With a simple suture in the midline, wound infections are common, the suture bursts open or must be reopened to control infection.
In addition, the suture leads to a slight inversion of the wound edges, which favours the re-growth of hair and thus the relapse (recurrence).
The constant movements while walking and sitting cause shearing forces in the area of the gluteal fold, which prevent a stable healing of a sutured wound.
For this reason, procedures have been developed to reduce the tension in the sutures by relocating the patient's own tissue (flap plasty) and to enable a laterally displaced (medically: lateralised) suture:
- Karydakis - Operation
- Limberg - Operation and the related Dufourmentel - Technique
The alternatives to conventional surgery
Pit picking surgery, laser surgery (SiLaC®), sinusectomy, endoscopy (EPSiT)
Less is more:
On the basis of the pit-picking technique developed in England and popularised in the USA, we have various variants of this gentle treatment available.
Pit picking refers to the selective removal of the affected hair roots as skin cylinders of 2-5 mm diameter and the cleaning of the fistula tract from deposited hair fragments.
The more perfectly this goal is achieved, the lower the risk of recurrence of fistula formation.
The decision for the best technology is made individually:
- Laser treatment of the fistula from the inside using a glass fibre probe(SiLaC®)
- Precise peeling along the fistula capsule(sinusectomy or fistulectomy).
- Videoendoscopic surgery (Endoscopic Pilonidal Sinus Therapy EPSiT)
Aftercare after the operation
Optimize the healing process and avoid relapses
With us you will not be left alone after the operation.
The best operation does not guarantee a problem-free healing. In questions of aftercare, we advise you already at the surgery appointment.
Especially if you live further away, your relative can become your private wound specialist. We support you through all common digital communication channels.
From our information brochure you will learn what to expect in the course.
At the follow-up appointment in the practice, your surgeon will personally take care of the optimal healing process, if necessary.

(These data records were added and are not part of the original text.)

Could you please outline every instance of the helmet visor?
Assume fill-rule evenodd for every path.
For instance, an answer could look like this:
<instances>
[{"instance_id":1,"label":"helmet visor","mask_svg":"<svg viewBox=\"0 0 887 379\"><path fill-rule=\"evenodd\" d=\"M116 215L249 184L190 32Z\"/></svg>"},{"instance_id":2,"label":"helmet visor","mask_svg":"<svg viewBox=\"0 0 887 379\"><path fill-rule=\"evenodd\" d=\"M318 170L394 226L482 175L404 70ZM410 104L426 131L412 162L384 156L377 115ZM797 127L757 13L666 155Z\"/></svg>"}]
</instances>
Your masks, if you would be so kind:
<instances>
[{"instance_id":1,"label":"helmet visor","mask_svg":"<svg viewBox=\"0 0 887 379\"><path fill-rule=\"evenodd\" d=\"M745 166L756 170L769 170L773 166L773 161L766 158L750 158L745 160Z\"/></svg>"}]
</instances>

In our special wound and laser consultation your wound will be professionally cared for by a trained and experienced therapist.
The success story of our practice
From the idea to an internationally renowned treatment centre
Mail from Dr. John Bascom from Eugene, Oregon
It must have been around 2003. Having successfully passed the specialist examination, I was entitled to operate on my own. The first procedures that await a young surgeon are the supposedly simple ones - like removing a Pilonidal Sinus.
In specialist medical training, the complete excision of the fistula region down to the bone, which many patients now call the "Metzger method", was taught.
My friend and colleague Dr. K. had to experience first hand a painful wound treatment lasting 9 months after such an operation in a large Munich clinic.
A revolutionary new method from England and the USA
"There's got to be some other way to do this," were his words that lingered in my ear canal.
My research on the then just burgeoning internet brought me to the method of Dr. John Bascom from the USA. The inventor was actually the British surgeon Dr. Peter Lord. Bascom's merit was to make the "Pit Picking" - operation known worldwide.
Thank you, John Bascom, for all your help and support! The pioneer of the pit picking method sent me a package with instructions, a video CD and self-drawn graphics. In difficult cases you could always get good advice from him by mail.
Evolution of the Pit Picking Technique Operation
Despite a success rate of initially only about 50 %, the patients were happy to have escaped the standard operation. Consequently, more and more requests came in. I was and am constantly on the lookout for innovative medical technology, fine special instruments, medicinal therapies and biomaterials.
Today we achieve cure rates of > 90 %. Currently, about 1000 patients per year visit our practice with a Pilonidal Sinus .
From this we have learned that minimally invasive techniques are not only suitable for a first operation. Also the relapse (recurrence) can be taken away with it the frights.